A pair of pontoon barges suspected of being doused in radioactivity during a deadly nuclear missile accident in Russia washed up on a local beach three weeks ago, where they’ve reportedly been leaking radiation into the sea and sand ever since.
They landed near the mouth of the Verkhovka river, at a spot once popular with locals as a seaside hangout on Russia’s far-northern coast, and have been sitting there with no official warning signs beyond a dirty red shirt stretched between two wooden poles, according to a report on local television station Belomorkanal.
Radiation measurements as high as eight times normal background levels were taken on Aug. 31 from a distance of 150 meters, while earlier tests soon after the pontoons arrived peaked as high as 38 times normal, the outlet said. Those levels are still well short of life-threatening, but measurements closer to the barges haven’t been made.

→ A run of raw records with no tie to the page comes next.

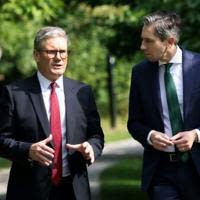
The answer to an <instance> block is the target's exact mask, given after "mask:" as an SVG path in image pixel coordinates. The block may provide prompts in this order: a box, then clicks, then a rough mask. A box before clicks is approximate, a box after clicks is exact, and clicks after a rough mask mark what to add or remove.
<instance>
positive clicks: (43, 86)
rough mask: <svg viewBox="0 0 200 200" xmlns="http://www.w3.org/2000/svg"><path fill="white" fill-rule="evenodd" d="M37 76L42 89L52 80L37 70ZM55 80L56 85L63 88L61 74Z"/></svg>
mask: <svg viewBox="0 0 200 200" xmlns="http://www.w3.org/2000/svg"><path fill="white" fill-rule="evenodd" d="M37 76H38V80H39V82H40V86H41V90H42V91H44V90H47V89H49V86H50V84H51V82H52V81H50V80H48V79H47V78H46V77H44V76H43V75H42V74H41V73H40V72H39V71H37ZM55 82H56V84H57V87H59V88H60V89H62V90H63V76H60V77H59V78H58V79H57V80H56V81H55Z"/></svg>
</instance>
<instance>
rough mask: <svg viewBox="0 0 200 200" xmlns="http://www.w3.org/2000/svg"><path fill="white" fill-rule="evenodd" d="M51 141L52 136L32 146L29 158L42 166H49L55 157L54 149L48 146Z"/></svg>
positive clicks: (29, 151) (30, 148)
mask: <svg viewBox="0 0 200 200" xmlns="http://www.w3.org/2000/svg"><path fill="white" fill-rule="evenodd" d="M50 141H52V135H49V137H47V138H46V139H44V140H42V141H40V142H37V143H34V144H32V145H31V148H30V151H29V157H30V158H31V159H32V160H35V161H37V162H39V163H40V164H42V165H45V166H49V165H50V164H51V163H52V159H53V157H54V150H53V148H51V147H49V146H48V145H47V144H48V143H49V142H50Z"/></svg>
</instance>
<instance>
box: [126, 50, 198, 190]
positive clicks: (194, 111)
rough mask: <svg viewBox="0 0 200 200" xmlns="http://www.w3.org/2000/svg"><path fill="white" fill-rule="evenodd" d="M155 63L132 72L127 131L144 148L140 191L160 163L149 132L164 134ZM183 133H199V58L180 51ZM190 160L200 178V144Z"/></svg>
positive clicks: (162, 120)
mask: <svg viewBox="0 0 200 200" xmlns="http://www.w3.org/2000/svg"><path fill="white" fill-rule="evenodd" d="M158 68H159V66H158V63H157V62H155V63H153V62H150V61H147V60H145V61H143V62H142V63H140V64H138V65H136V66H135V67H134V68H133V71H132V78H131V88H130V99H129V119H128V130H129V132H130V134H131V135H132V137H133V138H134V139H136V140H137V141H139V142H140V143H141V144H142V145H143V147H144V157H143V173H142V190H147V189H148V187H149V184H150V182H151V180H152V177H153V175H154V173H155V170H156V167H157V165H158V162H159V159H160V156H161V154H160V151H158V150H155V149H154V148H153V147H152V146H151V145H149V144H148V142H147V136H148V134H149V132H150V131H151V130H157V131H160V132H164V124H163V120H162V106H161V99H160V92H159V91H160V89H159V69H158ZM183 113H184V130H185V131H187V130H193V129H196V128H197V129H200V54H197V53H193V52H189V51H186V50H183ZM190 153H191V156H192V159H193V161H194V164H195V166H196V169H197V171H198V173H199V175H200V144H199V143H196V142H195V143H194V145H193V147H192V150H191V152H190Z"/></svg>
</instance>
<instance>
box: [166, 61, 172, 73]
mask: <svg viewBox="0 0 200 200" xmlns="http://www.w3.org/2000/svg"><path fill="white" fill-rule="evenodd" d="M164 66H165V72H166V73H169V72H170V68H171V66H172V63H166V64H164Z"/></svg>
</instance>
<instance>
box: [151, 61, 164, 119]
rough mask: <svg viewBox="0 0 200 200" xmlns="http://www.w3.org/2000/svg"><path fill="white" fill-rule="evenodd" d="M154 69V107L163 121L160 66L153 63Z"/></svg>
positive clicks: (152, 74)
mask: <svg viewBox="0 0 200 200" xmlns="http://www.w3.org/2000/svg"><path fill="white" fill-rule="evenodd" d="M151 67H152V70H151V71H152V77H151V78H152V83H153V85H152V87H153V88H152V92H153V99H154V105H155V108H156V112H157V113H158V115H159V117H160V119H161V121H162V117H161V116H162V104H161V97H160V84H159V66H158V63H153V64H152V65H151Z"/></svg>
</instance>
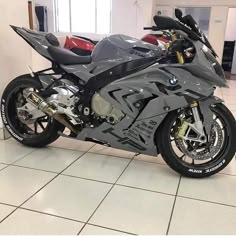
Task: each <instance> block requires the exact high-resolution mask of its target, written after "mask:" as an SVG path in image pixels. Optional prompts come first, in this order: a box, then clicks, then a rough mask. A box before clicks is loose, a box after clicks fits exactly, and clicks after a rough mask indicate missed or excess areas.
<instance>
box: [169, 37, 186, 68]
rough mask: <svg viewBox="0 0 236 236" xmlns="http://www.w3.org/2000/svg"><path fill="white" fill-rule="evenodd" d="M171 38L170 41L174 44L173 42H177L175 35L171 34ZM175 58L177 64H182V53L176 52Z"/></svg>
mask: <svg viewBox="0 0 236 236" xmlns="http://www.w3.org/2000/svg"><path fill="white" fill-rule="evenodd" d="M171 38H172V41H173V42H174V41H175V40H177V37H176V34H175V33H173V34H172V35H171ZM176 56H177V60H178V62H179V64H184V56H183V53H182V52H178V51H177V52H176Z"/></svg>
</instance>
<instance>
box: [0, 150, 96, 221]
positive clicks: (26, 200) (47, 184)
mask: <svg viewBox="0 0 236 236" xmlns="http://www.w3.org/2000/svg"><path fill="white" fill-rule="evenodd" d="M91 148H92V147H91ZM89 150H90V149H89ZM89 150H88V151H89ZM86 153H87V152H84V153H83V154H82V155H80V156H79V157H78V158H77V159H75V160H74V161H73V162H72V163H71V164H70V165H68V166H67V167H66V168H64V169H63V170H62V171H61V172H59V173H58V174H56V176H54V177H53V178H52V179H51V180H50V181H49V182H47V183H46V184H45V185H43V186H42V187H41V188H40V189H38V190H37V191H36V192H35V193H34V194H33V195H31V196H30V197H29V198H27V199H26V200H25V201H24V202H23V203H22V204H20V205H19V206H17V208H16V209H15V210H14V211H12V212H11V213H10V214H8V215H7V216H6V217H4V218H3V219H2V220H1V221H0V224H1V223H2V222H3V221H4V220H6V219H7V218H8V217H9V216H11V215H12V214H13V213H14V212H15V211H16V210H18V209H19V208H21V206H23V205H24V204H25V203H26V202H27V201H29V200H30V199H31V198H32V197H34V196H35V195H36V194H37V193H38V192H40V191H41V190H42V189H44V188H45V187H46V186H47V185H48V184H50V183H51V182H52V181H53V180H55V179H56V178H57V177H58V176H60V174H61V173H62V172H63V171H65V170H66V169H67V168H69V167H70V166H71V165H73V164H74V163H75V162H76V161H77V160H79V159H80V158H81V157H82V156H84V155H85V154H86Z"/></svg>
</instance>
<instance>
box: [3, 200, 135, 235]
mask: <svg viewBox="0 0 236 236" xmlns="http://www.w3.org/2000/svg"><path fill="white" fill-rule="evenodd" d="M0 205H5V206H10V207H15V208H17V206H15V205H11V204H7V203H1V202H0ZM18 209H20V210H25V211H30V212H34V213H38V214H42V215H46V216H52V217H56V218H59V219H63V220H69V221H73V222H77V223H81V224H85V222H84V221H80V220H75V219H71V218H67V217H64V216H59V215H54V214H50V213H45V212H41V211H37V210H33V209H29V208H25V207H19V208H18ZM87 224H88V225H91V226H96V227H100V228H104V229H109V230H113V231H117V232H121V233H126V234H130V235H135V234H132V233H130V232H126V231H121V230H118V229H113V228H109V227H105V226H102V225H97V224H92V223H87Z"/></svg>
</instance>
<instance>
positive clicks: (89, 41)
mask: <svg viewBox="0 0 236 236" xmlns="http://www.w3.org/2000/svg"><path fill="white" fill-rule="evenodd" d="M96 44H97V41H93V40H91V39H89V38H85V37H82V36H76V35H73V36H72V37H69V36H66V41H65V45H64V48H66V49H69V50H70V51H72V52H74V53H75V54H78V55H80V56H89V55H91V53H92V51H93V49H94V47H95V45H96Z"/></svg>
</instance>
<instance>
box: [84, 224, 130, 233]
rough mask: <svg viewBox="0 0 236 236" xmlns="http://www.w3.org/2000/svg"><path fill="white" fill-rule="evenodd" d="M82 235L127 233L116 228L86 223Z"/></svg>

“No idiots could be found to check the levels on the pontoons themselves without protection,” the local TV presenter deadpanned during a broadcast Monday.
Radioactive barges on a holiday beach are just the latest unsettling incident to arise after a deadly nuclear accident in Russia’s far north on Aug. 8, widely believed to have been a result of the country’s secretive Skyfall nuclear missile program.
Russian President Vladimir Putin personally unveiled Skyfall last year as a crucial part of Russia’s new “invincible” arsenal of nuclear weapons. The project aims to field a cruise missile with effectively unlimited range thanks to an onboard nuclear engine.
But some two-dozen Russians have been killed or injured in accidents involving high-tech, secretive nuclear military gear since July, in what outside military and nuclear experts say appears to be a deadly trend linked to a new arms race between the U.S. and Russia.
The Aug. 8 explosion killed seven people and sent radiation readings in the local city of Severodvinsk spiking up roughly 16 times normal levels. The blast occurred during a mission to recover a missile from the ocean floor, a U.S. intelligence assessment reportedly concluded.
One of the two barges washed up at the mouth of the Verkhovka River a day after the explosion, on Aug. 9. The other was left there by tugboats four days later, Belomorkanal reported.
Readings taken on Saturday, Aug. 31 measured from 70 to 186 microroentgen per hour. Earlier measurements in August peaked at 750 microroentgen per hour. Normal local background levels in the area are closer to 20 microroentgen per hour, according to Greenpeace.
Those tests don’t yet indicate a serious danger to locals, Dr. Ferenc Dalnoki-Veress of the James Martin Center for Nonproliferation Studies at the Middlebury Institute of International Studies at Monterey told VICE News. But there’s not enough data yet to know what the levels are like on the barges themselves.
“It is important not to be exposed for too long, but a short dose is not life threatening,” he wrote in an email. “However, I hope that the dose is much lower in the population centers nearby.”